It's so wonderful that you are honest with yourself because too many people don't even want to think about what their obstacles are b/c then they have to take responsibility.

Our bodies are built to be active - sexually and physically. My best suggestion - work out. While he is away, you can both build up your strength and endurance as well as get your figure where you want it to be by starting an exercise and healthy eating program. Do you live on base? Find a group of ladies that you can work out with regularly and motivate each other. Or you can find a great class and build up your leg strength and core muscles - all used greatly for being on top during sex.

123meep | Jul 26, 2012 at 10:11 AM | Reply | Report

I work out daily and eat right. My plan is lose 15 pounds before he comes home. No luck yet but I'm sticking with it. I don't live on base. I live in Maine. My boyfriend is 2200 miles away in San Antonio, Texas. Again, the distance isn't a problem. We've somehow managed to keep things, spicy so to speak, despite the distance.
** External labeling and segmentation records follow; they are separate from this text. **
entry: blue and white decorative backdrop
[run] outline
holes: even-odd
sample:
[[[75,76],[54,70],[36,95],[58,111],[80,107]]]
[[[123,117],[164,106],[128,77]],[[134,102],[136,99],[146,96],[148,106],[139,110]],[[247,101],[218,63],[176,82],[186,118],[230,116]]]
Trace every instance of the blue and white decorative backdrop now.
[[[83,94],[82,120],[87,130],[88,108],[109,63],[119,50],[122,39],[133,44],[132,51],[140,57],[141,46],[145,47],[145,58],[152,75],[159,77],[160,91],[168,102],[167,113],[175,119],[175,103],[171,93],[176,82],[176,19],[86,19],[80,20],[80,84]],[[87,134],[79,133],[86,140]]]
My parents (2 hours away) are trying to lose weight as well and they keep me motivated over the phone. =)
I'll definitely take your suggestion, Dr. Castellanos! I have a vibrator and I'll see if I can practice the proper movement with that first. If not, I'll find a dildo with a base. Thank you so much you guys!

Fun_fun_fun | Aug 16, 2012 at 3:14 PM | Reply | Report

I am by no means an expert. But my wife and I have had a very fulfilling sex life for the past 11 years. We often add an elements of novelty to our sex life. Whether it be a new position or sex toy. While I can understand a bit of performance anxiety especially after not seeing each other for some time. My advice would be to simply approach this all with a sense of fun and adventure. Just have fun. Don't feel like your working at it.